Today’s society is actively pursuing a better way of life that balances its residents’ physical and mental health. These days, people prefer to splurge on delicious foods and pastimes that might help them unwind from the stresses of daily life.

Some pastimes, such as gardening, not only help people find the peace they’re looking for but also get them closer to adopting a fitter, healthier lifestyle. An American Cancer Society-funded study at the University of Colorado Boulder (CU) indicated that people who started community gardening ate more fiber and participated in more physical activity.

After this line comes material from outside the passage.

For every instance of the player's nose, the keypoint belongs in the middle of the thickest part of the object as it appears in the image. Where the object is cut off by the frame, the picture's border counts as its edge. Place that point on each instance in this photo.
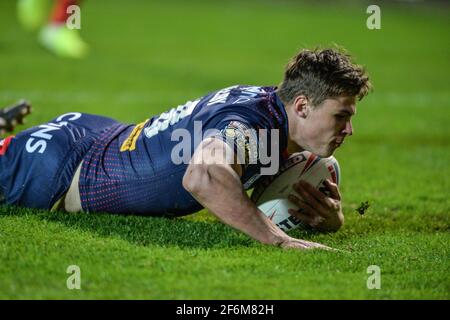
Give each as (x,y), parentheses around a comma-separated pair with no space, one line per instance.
(348,128)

These two techniques have a well-established history of reducing the risk of cancer and chronic diseases. The study’s results were published in Lancet Planetary Health.

The findings provide empirical support for the idea that community gardening can help prevent cancer, chronic illnesses, and mental health problems.

Researching workable, scalable, and long-lasting ways to lower sickness risk took up a substantial portion of Litt’s professional career.

Some brief observational studies have found that people who are interested in gardening tend to eat more fruits and vegetables and lead better lifestyles.

The link between gardening and health is unclear, and it’s unclear whether healthy people just choose to cultivate. 291 people who don’t plant, with an average age of 41, were gathered by Litt for the study. While the other half was assigned to a control group, half of the participants were placed in a group that engaged in community gardening.

The nutrition, mental health, and physical activity parameters of both teams were regularly surveyed. The gardening group consumed an additional 1.4 grams of fiber per day on average or around 7% more than the control group, it was found after closely watching the participants. Additionally, the gardening group added nearly 42 minutes of extra exercise each week.

Stress and anxiety levels among those who took part also dropped. According to the research, community gardening can offer even greater health benefits than private gardening, which is also beneficial.